The personal archive of Nelson Mandela will be opened for a new memoir; rights the collection of diaries, letters and other writings were auctioned this week at the Frankfurt Book Fair.

From the Guardian UK:

“Mandela himself, who bestowed these “traces of my life and those who have lived it with me” on his eponymous foundation, hopes the collection will afford the world a glimpse into his mind and his past.

“Anyone who has explored the world of archives will know that it is a treasure house, one that is full of surprises, crossing paths, dead ends, painful reminders and unanswered questions,” he said.”

In his address at the ceremony to launch the Centre of Memory and Commemoration/Mandela Foundation in 2004, Mandela said:

“In our view the work of archives in the South Africa of today is potentially one of the most critical contributions to restoration and reconciliation. All of us have a powerful moral obligation to the many voices and stories either marginalised or suppressed during the apartheid era.”

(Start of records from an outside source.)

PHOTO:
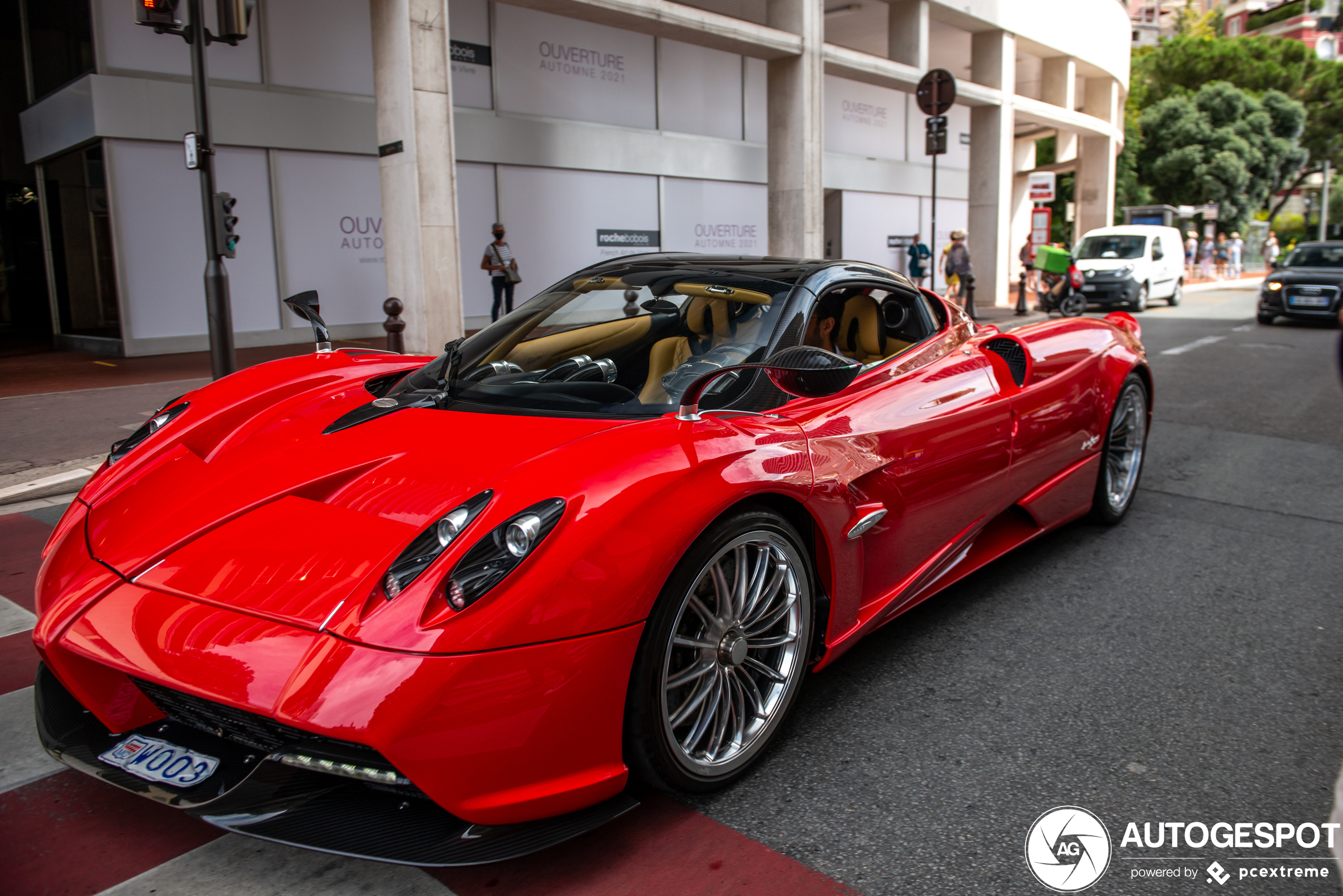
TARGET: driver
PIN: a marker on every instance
(825, 323)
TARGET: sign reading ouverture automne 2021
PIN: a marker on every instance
(560, 68)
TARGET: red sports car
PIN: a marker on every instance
(442, 610)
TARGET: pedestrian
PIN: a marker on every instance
(1028, 260)
(499, 260)
(1235, 250)
(1270, 250)
(958, 265)
(919, 256)
(1207, 254)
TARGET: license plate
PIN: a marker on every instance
(160, 761)
(1310, 301)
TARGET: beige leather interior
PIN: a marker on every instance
(594, 341)
(707, 318)
(862, 336)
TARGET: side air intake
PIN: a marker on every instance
(1011, 353)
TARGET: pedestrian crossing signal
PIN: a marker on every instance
(158, 13)
(226, 241)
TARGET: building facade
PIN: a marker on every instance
(372, 143)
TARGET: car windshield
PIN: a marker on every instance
(1111, 246)
(626, 341)
(1315, 257)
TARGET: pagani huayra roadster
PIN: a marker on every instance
(445, 610)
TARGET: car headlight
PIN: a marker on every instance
(500, 552)
(430, 543)
(151, 426)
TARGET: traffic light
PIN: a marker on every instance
(226, 241)
(158, 13)
(234, 16)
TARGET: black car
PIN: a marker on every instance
(1304, 285)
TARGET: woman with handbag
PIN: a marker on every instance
(499, 260)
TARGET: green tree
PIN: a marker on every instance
(1222, 145)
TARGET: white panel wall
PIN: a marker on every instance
(568, 69)
(476, 213)
(869, 218)
(323, 45)
(864, 120)
(554, 214)
(162, 238)
(953, 214)
(700, 90)
(469, 22)
(757, 108)
(715, 217)
(127, 45)
(331, 219)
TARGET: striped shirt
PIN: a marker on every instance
(504, 252)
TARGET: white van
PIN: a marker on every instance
(1131, 265)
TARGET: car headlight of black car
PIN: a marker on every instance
(151, 426)
(430, 543)
(500, 552)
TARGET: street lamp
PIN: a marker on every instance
(217, 209)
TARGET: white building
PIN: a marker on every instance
(744, 127)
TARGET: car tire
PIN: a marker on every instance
(1122, 453)
(1139, 304)
(684, 738)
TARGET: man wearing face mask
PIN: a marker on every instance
(499, 260)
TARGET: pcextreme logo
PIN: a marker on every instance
(1068, 849)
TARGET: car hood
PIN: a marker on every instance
(249, 505)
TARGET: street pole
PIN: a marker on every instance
(1324, 205)
(218, 312)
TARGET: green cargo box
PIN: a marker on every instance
(1055, 261)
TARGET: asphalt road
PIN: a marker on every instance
(1181, 667)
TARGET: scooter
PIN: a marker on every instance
(1060, 292)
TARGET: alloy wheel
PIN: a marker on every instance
(737, 652)
(1125, 448)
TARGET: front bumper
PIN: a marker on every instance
(253, 795)
(1107, 291)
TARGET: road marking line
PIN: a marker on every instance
(14, 618)
(237, 865)
(22, 756)
(1197, 343)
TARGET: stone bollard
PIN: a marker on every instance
(394, 326)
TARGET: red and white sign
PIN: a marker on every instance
(1041, 186)
(1041, 221)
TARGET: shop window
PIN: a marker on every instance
(81, 244)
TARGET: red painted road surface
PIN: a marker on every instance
(69, 835)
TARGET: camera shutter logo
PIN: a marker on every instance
(1068, 849)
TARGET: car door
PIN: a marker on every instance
(927, 440)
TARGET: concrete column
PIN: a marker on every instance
(1059, 88)
(797, 214)
(993, 63)
(908, 33)
(419, 182)
(1093, 189)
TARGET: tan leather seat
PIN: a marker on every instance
(861, 332)
(707, 319)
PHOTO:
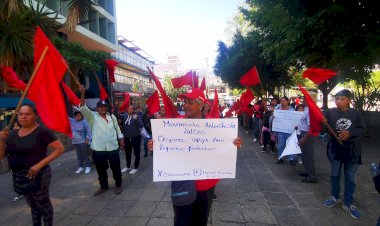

At that ceremony former security policeman Donald Card – who had given evidence against Mandela at the 1964 Rivonia trial – returned two diaries written by Mandela during his Robben Island incarceration. Card had acquired them in 1971 in his capacity as censor, but already disillusioned by apartheid, stashed them secretly in a cupboard in his home. From Salon:

“A firm believer in apartheid, Card was sent volumes of confiscated correspondence after recruiting an informant who offered to decode political meanings in apparently innocuous personal letters. However, under the influence of the campaigning newspaper editor Donald Woods, the policeman decided Mandela was not a terrorist and resigned from the force in 1971. Because of an administrative error the correspondence continued arriving. Recognizing the notebooks’ value, he hid them, and after Mandela’s release in 1990 he made several attempts to hand them over, finally succeeding when the foundation set up a center of memory and commemoration and paid attention.”